Syme se estremecía en su sitial. Pero todo permaneció callado; y el incomprensible continuó:

-Pero erais hombres. Guardásteis el secreto de vuestro honor, aun cuando el cosmos entero se convirtió en máquina de tortura para arrancároslo. Sé que anduvisteis muy cerca del infierno. Sé que tú, Jueves, cruzaste tu acero con el Rey Satanás y que tú, Miércoles, me nombraste a la hora de la desesperación.

Hubo un completo silencio en el jardín iluminado por las estrellas radiantes. Después el cejinegro Secretario, implacable, volvióse hacia el Domingo, y dijo desde su sitial con voz ronca:

-¿Quién eres? ¿Qué eres?

-Yo soy el Sabbath: yo soy la paz de Dios. El Secretario se puso de pie y, estrujando su precioso traje con las manos.

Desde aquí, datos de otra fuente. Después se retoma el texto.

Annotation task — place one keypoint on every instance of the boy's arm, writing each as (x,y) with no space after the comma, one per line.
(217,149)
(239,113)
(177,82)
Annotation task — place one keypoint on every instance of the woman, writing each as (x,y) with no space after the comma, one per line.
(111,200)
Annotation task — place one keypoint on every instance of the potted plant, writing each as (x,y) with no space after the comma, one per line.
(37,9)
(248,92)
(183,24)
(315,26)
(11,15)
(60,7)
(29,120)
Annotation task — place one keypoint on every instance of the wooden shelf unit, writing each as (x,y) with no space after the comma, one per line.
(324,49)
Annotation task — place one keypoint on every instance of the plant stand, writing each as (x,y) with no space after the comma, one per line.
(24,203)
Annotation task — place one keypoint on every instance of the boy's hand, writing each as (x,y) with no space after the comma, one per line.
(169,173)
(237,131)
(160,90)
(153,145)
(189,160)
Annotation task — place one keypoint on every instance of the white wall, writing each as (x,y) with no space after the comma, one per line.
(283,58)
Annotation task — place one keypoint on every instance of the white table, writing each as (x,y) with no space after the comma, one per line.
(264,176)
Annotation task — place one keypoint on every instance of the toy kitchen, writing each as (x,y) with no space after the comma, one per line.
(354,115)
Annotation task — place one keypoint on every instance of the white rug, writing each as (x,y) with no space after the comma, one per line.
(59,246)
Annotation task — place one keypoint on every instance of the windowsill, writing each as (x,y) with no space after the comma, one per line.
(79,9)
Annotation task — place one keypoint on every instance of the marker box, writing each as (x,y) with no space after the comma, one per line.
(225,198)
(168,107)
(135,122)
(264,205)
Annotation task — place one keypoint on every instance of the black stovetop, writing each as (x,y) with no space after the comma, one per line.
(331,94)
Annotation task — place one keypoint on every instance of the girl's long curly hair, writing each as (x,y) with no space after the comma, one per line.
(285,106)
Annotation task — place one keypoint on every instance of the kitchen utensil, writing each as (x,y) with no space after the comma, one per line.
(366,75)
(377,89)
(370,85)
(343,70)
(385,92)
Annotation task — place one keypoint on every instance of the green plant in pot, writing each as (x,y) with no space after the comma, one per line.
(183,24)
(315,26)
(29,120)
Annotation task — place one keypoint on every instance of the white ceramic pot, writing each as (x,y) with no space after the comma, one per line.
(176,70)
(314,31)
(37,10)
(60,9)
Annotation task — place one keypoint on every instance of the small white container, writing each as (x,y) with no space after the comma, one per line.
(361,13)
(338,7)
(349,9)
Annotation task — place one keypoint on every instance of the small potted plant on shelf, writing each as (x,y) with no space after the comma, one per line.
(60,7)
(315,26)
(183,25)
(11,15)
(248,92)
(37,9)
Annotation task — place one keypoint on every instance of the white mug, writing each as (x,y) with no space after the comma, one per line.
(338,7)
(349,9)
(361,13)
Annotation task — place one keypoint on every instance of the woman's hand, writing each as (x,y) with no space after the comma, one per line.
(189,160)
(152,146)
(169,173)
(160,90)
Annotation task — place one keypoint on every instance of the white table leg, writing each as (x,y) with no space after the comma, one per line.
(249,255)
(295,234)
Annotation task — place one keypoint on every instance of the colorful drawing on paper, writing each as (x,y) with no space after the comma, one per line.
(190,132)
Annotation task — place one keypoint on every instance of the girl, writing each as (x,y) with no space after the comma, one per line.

-Te entiendo -exclamó-, por eso no puedo perdonarte. Eres el contento, el optimismo,  la reconciliación final. Y yo no estoy reconciliado. Si eres el hombre del cuarto oscuro ¿por qué también eres el Domingo, ofensa de la luz del día? Si comenzaste por ser nuestro amigo y nuestro padre ¿por qué, después nuestro mayor enemigo? Tuvimos que llorar, tuvimos que huir aterrorizados. El hierro penetró en nuestras almas: ¡Y tú eres la paz de Dios! ¡Oh, yo puedo perdonarle a Dios Su ira, aunque destruya las naciones: pero no puedo perdonarle Su paz!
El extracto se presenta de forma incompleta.